(„Shutter Island“ directed by Martin Scorsese, 2010)
Martin Scorseses letzter Kinospielfilm besticht weniger durch Innovation sondern viel mehr damit wie routiniert der Altmeister eine packende Story in gestochen scharfe Bilder einwickelt. Ich war schon immer ein Fan seines Kinos doch in den letzten Jahren enttäuschte mich der Italoamerikaner ein wenig. Nach dem eher langatmigen wenn auch grandios inszenierten Gangs Of New York oder Aviator war sein überflüssiges Remake von Infernal Affairs dran. Jedes mal holte er sich für die Hauptrolle seinen neuen Schützling, Leonardo DiCaprio, so auch diesmal. Wenn mir persönlich der Schauspieler früher überhaupt nicht gefiel so muss ich mittlerweile zugeben dass er unter Scorsese durchaus aufgeblüht ist. In Shutter Island spielt er den US Marshall Teddy Daniels, einen Schnüffler der mitte der Fünfziger einen flüchtigen Kriminellen einer Heilanstalt für Geisteskranke wiederfinden soll.
Gemeinsam mit seinen neuen Partner Chuck (Mark Ruffalo) gelangt er per Fähre nach Shutter Island, der Ort der zu untersuchen gilt und als eiserne Festung gilt. Die Anstalt unter der Führung von Dr. Cawley (Ben Kingsley) gilt insofern als Besonders da neumoderne Heilmethoden angewandt werden. Die psychisch gestörten Verbrecher werden weniger wie Inhaftierte sondern vielmehr wie pflegebedürftige Patienten behandelt, eine Lobotomie – für diese Jahre ein gängiges Mittel um diese „Schandflecken der Gesellschaft“ ruhig zu stellen – stellt nur die allerletzte Möglichkeit dar.
Teddy hält von dem Ganzen aber recht wenig, schließlich wurde seine Familie selbst Opfer eines verrückten Feuerteufels: seine Frau (Michelle Williams) und die drei Kinder starben beim Anschlag eines Brandstifters auf brutale Weise.
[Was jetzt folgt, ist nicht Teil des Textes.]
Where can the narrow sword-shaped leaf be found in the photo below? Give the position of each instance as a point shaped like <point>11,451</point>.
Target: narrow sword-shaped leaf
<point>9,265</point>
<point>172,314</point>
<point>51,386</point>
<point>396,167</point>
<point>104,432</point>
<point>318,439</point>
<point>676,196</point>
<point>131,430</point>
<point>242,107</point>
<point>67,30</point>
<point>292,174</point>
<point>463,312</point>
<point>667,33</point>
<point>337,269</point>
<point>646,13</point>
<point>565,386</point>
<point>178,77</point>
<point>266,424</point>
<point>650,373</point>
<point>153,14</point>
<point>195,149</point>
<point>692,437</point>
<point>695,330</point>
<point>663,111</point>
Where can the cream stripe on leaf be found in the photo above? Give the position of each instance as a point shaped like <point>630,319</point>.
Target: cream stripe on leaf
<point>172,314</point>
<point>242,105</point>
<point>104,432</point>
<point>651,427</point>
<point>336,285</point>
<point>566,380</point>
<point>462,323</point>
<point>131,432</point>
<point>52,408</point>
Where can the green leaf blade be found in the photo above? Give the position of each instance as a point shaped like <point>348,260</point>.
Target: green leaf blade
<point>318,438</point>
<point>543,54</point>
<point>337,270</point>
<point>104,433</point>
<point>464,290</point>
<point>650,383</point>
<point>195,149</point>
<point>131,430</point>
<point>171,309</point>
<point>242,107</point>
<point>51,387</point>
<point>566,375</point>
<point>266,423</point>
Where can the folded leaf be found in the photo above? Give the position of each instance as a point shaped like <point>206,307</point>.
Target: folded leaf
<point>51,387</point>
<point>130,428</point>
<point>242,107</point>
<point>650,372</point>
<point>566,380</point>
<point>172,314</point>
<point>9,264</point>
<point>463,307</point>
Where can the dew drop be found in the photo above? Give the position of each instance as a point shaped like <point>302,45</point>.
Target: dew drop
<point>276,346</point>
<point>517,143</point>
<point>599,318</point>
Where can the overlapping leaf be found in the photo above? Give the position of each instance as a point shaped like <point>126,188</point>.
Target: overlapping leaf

Dies ist aber nicht die einzige Last die Teddy mit sich trägt. Neben seiner fast schon panischen Angst vor Wasser, verfolgen den Kriegsveteranen ständig Erinnerungen der Befreiung Dachaus im 2. Weltkrieg, bei der er an vorderster Front dabei war. Die Gräueltaten der Nazis verursachen bei ihm ständige Migräneattacken die den anwesenden Doktoren auf Shutter Island (u.a. Max von Sydow) selbstverständlich sofort auffallen und ihn deshalb darauf ansprechen.
Der Marshall ist über die Hilfsbereitschaft aber keineswegs erfreut, schließlich ist er nicht seinetwegen auf die Insel gekommen sondern möchte die flüchtige Patientin einfangen. Umso mehr ärgert es ihn dass das Personal sich nicht gerade kooperativ verhält und die Insassen womöglich einer Gehirnwäsche unterzogen wurden, denn die Antworten auf seine Fragen klingen zu perfekt, zu abgesprochen, vor allem wenn man bedenkt dass es sich um geistig gestörte Menschen handelt. Daniels kombiniert sehr schnell dass es sich hier um eine Verschwörung handeln muss, die einzige Person der er noch vertrauen kann ist sein Partner Chuck.
Anders als viele Besprechungen der letzten Tage in der Blogosphäre möchte ich an dieser Stelle nichts verraten, auch wenn der aufmerksame Kinobesucher recht schnell den Braten riechen wird. Nicht desto trotz konnte mich der insgesamt 138 minütige Streifen aber prächtig unterhalten. Scorsese begeht keinen Fehler, überlässt nichts dem Zufall indem er z.B. künstlerische Experimente ausprobiert oder irgendwelche Tabus bricht. Es gibt eigentlich nichts das man nicht schon einmal gesehen hätte und dennoch fesselt die Story die auf den gleichnamigen Roman von Dennis Lahen basiert.
Die einzelnen Darsteller spielen ihre Rollen allesamt gekonnt ohne jetzt aber irgendwelche Maßstäbe setzen zu können. Ein richtiger Soundtrack ist eigentlich nicht vorhanden, dafür tragen die wenigen, eingesetzten Klänge aber wesentlich zur Stimmung bei. Ein massentaugliches Werk ohne viele Kanten und Ecken ja, aber nach langem wieder mal ein Scorsesefilm der es absolut Wert ist auf der großen Leinwand zu sehen (was nicht bedeutet dass dies bildtechnisch gesehen bei Aviator nicht so war).